MTI Instruments was incorporated in New York on March 8, 2000 and is a worldwide supplier of precision non-contact physical measurement solutions, portable balancing equipment and wafer inspection tools. MTI Instruments’ products use a comprehensive array of technologies to solve complex, real world applications in numerous industries including manufacturing, semiconductor, solar, commercial and military aviation, automotive and data storage. MTI Instruments’ products consist of electronic gauging instruments for position, displacement and vibration application within the design, manufacturing/production, test and research market; wafer characterization of semi-insulating and semi-conducting wafers within both the semiconductor and solar industries; tensile stage systems for materials testing at academic and industrial settings; and engine vibration analysis systems for both military and commercial aircraft.
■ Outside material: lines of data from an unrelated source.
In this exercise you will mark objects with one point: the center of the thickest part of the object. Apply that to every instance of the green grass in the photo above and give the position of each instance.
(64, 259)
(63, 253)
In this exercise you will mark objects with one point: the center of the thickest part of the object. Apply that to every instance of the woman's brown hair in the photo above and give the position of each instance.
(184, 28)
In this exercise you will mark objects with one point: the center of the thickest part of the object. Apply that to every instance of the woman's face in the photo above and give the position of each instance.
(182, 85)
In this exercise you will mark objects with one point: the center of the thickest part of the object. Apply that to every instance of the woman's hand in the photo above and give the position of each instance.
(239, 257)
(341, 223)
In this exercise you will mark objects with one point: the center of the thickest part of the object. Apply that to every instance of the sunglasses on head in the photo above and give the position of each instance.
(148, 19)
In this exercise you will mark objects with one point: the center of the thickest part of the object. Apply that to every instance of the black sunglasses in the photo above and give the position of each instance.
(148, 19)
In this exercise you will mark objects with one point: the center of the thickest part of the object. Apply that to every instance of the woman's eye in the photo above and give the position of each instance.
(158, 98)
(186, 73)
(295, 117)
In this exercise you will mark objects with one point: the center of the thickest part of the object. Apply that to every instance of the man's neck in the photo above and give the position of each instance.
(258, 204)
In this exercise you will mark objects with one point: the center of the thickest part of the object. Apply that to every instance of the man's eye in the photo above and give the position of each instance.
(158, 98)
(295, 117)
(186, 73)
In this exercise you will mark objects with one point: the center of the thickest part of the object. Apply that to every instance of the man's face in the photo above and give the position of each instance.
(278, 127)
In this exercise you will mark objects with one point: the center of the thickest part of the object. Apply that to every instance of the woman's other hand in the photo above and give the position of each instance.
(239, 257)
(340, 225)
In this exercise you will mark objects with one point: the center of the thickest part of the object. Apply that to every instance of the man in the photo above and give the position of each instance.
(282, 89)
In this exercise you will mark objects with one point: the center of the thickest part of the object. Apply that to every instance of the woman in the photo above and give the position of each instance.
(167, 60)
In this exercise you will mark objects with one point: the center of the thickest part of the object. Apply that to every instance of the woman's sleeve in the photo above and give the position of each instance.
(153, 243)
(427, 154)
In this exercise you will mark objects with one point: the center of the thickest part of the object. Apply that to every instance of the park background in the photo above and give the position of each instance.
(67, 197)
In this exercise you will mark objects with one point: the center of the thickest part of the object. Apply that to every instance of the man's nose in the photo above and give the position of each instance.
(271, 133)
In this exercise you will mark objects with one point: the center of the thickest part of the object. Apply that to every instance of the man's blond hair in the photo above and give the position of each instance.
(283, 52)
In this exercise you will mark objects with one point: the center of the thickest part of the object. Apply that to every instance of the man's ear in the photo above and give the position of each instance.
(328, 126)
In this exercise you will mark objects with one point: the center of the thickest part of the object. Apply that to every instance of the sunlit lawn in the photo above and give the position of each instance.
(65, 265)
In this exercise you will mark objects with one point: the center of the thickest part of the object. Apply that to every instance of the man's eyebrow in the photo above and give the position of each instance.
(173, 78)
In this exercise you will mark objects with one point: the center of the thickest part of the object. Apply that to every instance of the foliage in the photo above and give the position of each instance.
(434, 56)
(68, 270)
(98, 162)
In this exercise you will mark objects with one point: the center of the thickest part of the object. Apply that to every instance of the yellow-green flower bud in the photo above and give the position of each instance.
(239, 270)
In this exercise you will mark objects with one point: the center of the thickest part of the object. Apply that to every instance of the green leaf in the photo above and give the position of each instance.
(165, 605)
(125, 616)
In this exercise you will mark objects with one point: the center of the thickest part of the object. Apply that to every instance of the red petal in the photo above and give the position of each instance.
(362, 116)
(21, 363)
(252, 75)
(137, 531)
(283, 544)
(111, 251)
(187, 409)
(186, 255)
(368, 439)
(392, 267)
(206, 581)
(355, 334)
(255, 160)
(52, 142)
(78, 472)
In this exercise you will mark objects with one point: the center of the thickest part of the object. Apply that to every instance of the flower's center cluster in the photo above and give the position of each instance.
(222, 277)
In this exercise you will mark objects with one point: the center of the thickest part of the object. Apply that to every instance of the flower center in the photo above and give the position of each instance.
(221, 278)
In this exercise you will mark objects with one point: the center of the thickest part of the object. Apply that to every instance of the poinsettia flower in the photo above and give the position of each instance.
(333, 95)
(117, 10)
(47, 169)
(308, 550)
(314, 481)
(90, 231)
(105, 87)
MTI Micro was incorporated in Delaware on March 26, 2001, and has been developing Mobion®, a handheld energy-generating device to replace current lithium-ion and similar rechargeable battery systems in many handheld electronic devices for the military and consumer markets. Mobion® handheld generators are based on direct methanol fuel cell (DFMC) technology, which has been recognized as an enabling technology for advanced portable power sources by the scientific community and industry analysts. As the need for advancements in portable power increases, MTI Micro has been developing Mobion® as a solution for advancing current and future electronic device power needs of the portable electronics market. As of March 31, 2012, the Company owned approximately 47.6% of MTI Micro’s outstanding common stock. Although MTI Micro continues to believe in the potential of its Mobion® based power solutions, it has suspended its MTI Micro operations until such time as market demand and other deciding factors, including obtaining additional external financing, the successful completion of customer trials, a new development program with a government agency, and/or a customer order, come to fruition. MTI Micro will continue to seek additional capital from external sources to resume operations and fund future development, if any. If MTI Micro is unable to secure additional financing, a new development program or customer order, the MTI Micro Board of Directors will assess other options for MTI Micro, including the sale of its intellectual property portfolio and other assets.

Liquidity

The Company has historically incurred significant losses, the majority stemming from the direct methanol fuel cell product development and commercialization programs of MTI Micro, and had a consolidated accumulated deficit of $120.9 million as of March 31, 2012. During the first quarter of 2012, the Company generated a net loss attributed to MTI of $822 thousand and had working capital at March 31, 2012 of $2.4 million, a $743 thousand decrease from $3.1 million at December 31, 2011. The Company generated positive operating cash flows of $310 thousand for the three months ended March 31, 2012 and currently has no debt outstanding. While it cannot be assured, management believes that the Company will continue to generate positive cash flows in 2012 and be able to fund the Company’s operations for the foreseeable future.

As of March 31, 2012, the Company had approximately $2.0 million of cash available to fund future operations. During the three months ended March 31, 2012, the Company’s results of operations resulted in a net loss attributed to MTI of $822 thousand and cash provided by operating activities totaling $310 thousand. The Company expects to continue funding its operations from current cash, its projected 2012 cash flow pursuant to management’s current plan, and possible draw downs from its existing line of credit, if necessary. The Company may also seek to supplement its resources through the sales of assets (including its investment in MTI Micro). Besides the line of credit at MTI Instruments, the Company has no other commitments for funding future needs of the organization at this time and such additional financing during 2012 may not be available to the Company on acceptable terms, if at all.